Following the recent spate of severe violence in the blighted Gothenburg suburb of Hjällbo, which has been described as gangland infighting and clan wars, the liberal-conservative Moderates, Sweden's largest opposition party have suggested deploying the military to stop the local conflict amid an understaffed and underfunded police force.
Gothenburg municipal councillor Hampus Magnusson cited a decision to allow military intervention against gang crime recently adopted by the party in Western Sweden, which is soon to be discussed at a national meeting.
“We have a police authority that is under enormous pressure and which on many occasions ends up at a disadvantage. Then we mean that the military can support them with several tasks where they have relevant training, such as setting up roadblocks or searching vehicles,” Hampus Magnusson told the newspaper Dagens Samhälle.
At present, the Swedish military may not be used in a manner that involves “a risk that it may use force or violence against individuals”, according to the Ordinance on the Armed Forces' support for civilian activities, something the Moderates, currently polling as Sweden's largest opposition party, seek to change.
“It is my absolute assessment that there is a need for a change in legislation. What is happening in Sweden today, where the homes of individual police officers are being shot at and there are explosions against police stations, is the domestic terrorism of our time,” Magnusson ventured.
The last time military reinforcements were used in a civil context in Sweden ended dramatically, during the so-called Ådalen shootings in 1931, when five people were killed during a workers' strike in the sawmill district.
Magnusson said that while he had “great respect” for the Ådalen victims, the Sweden of today is incomparable with what it was like almost a century ago, and described deploying the military as a means of “reclaiming” the country.
“It is a way of being able to help amid the absolutely acute police shortage we now have in Sweden.

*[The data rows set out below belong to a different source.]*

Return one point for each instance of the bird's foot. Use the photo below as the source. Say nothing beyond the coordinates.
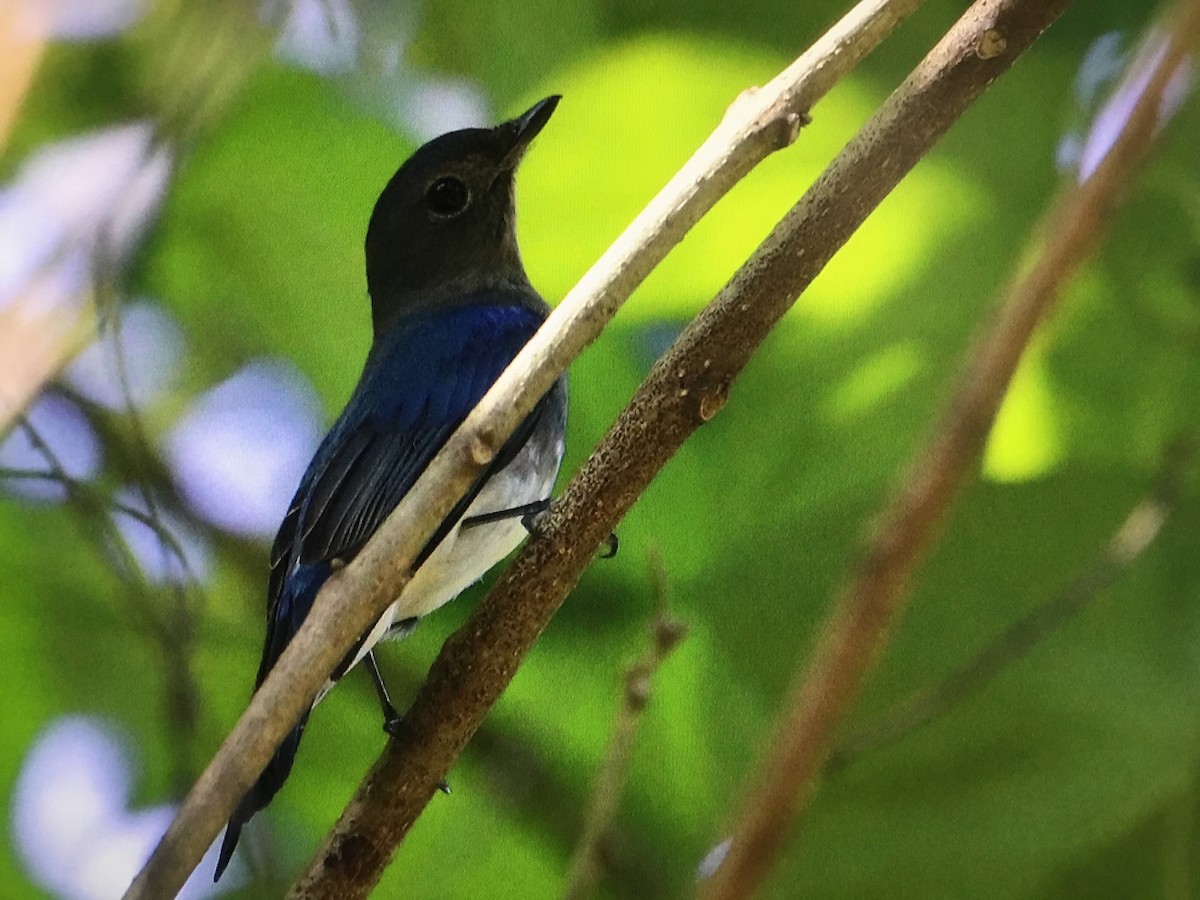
(394, 726)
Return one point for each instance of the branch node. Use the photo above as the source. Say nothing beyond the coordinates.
(712, 402)
(481, 448)
(991, 43)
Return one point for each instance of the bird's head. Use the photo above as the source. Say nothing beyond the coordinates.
(447, 219)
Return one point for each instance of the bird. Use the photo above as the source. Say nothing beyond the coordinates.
(451, 306)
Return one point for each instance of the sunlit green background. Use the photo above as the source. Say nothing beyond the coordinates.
(1073, 774)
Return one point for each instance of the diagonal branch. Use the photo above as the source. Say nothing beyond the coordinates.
(757, 124)
(687, 388)
(856, 631)
(1135, 535)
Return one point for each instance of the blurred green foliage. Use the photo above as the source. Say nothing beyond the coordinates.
(1072, 775)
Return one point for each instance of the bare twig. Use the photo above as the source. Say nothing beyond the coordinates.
(666, 633)
(1137, 533)
(759, 123)
(857, 629)
(685, 389)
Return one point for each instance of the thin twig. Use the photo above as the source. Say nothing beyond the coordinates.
(759, 123)
(857, 629)
(685, 389)
(1137, 533)
(666, 633)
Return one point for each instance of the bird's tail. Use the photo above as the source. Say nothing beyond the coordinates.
(261, 793)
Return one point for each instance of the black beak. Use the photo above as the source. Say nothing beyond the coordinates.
(522, 130)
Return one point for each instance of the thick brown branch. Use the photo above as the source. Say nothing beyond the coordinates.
(760, 123)
(857, 629)
(685, 389)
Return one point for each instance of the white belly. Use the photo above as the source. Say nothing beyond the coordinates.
(465, 555)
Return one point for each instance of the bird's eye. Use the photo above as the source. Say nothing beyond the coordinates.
(448, 197)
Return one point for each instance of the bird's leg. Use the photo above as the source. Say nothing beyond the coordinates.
(531, 517)
(391, 719)
(526, 513)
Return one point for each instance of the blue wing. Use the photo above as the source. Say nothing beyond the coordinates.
(420, 381)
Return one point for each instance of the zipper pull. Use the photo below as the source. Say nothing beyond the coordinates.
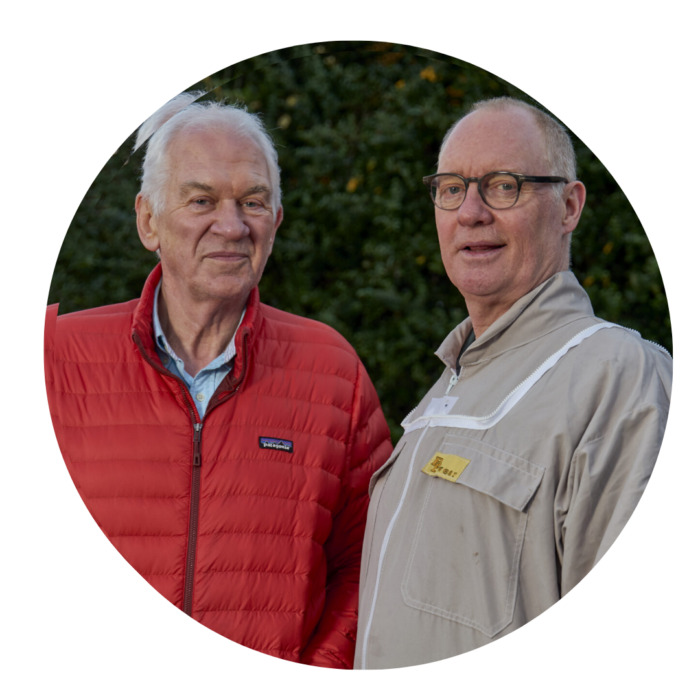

We want to return to a system where you use an emergency force who can support the police in special cases, and it should of course happen under the leadership of the police,” Josefson told the newspaper Expressen.
Hjällbo, where over 90 percent of the population have an immigrant background, is present in the list of “particularly vulnerable areas” plagued by rampant crime, unemployment, lawlessness and parallel societies.
Despite initial reluctance, Swedish authorities have started to associate the uptick in violent crime and gang shootouts with immigration, following an acknowledgement of integration problems by Prime Minister Stefan Löfven last year.
Earlier this spring, Gothenburg Police Chief Erik Nord linked firearm violence to cultural factors, suggesting that “basically everyone who shoots or is shot in gang conflicts originates from the Balkans, the Middle East, North or East Africa”.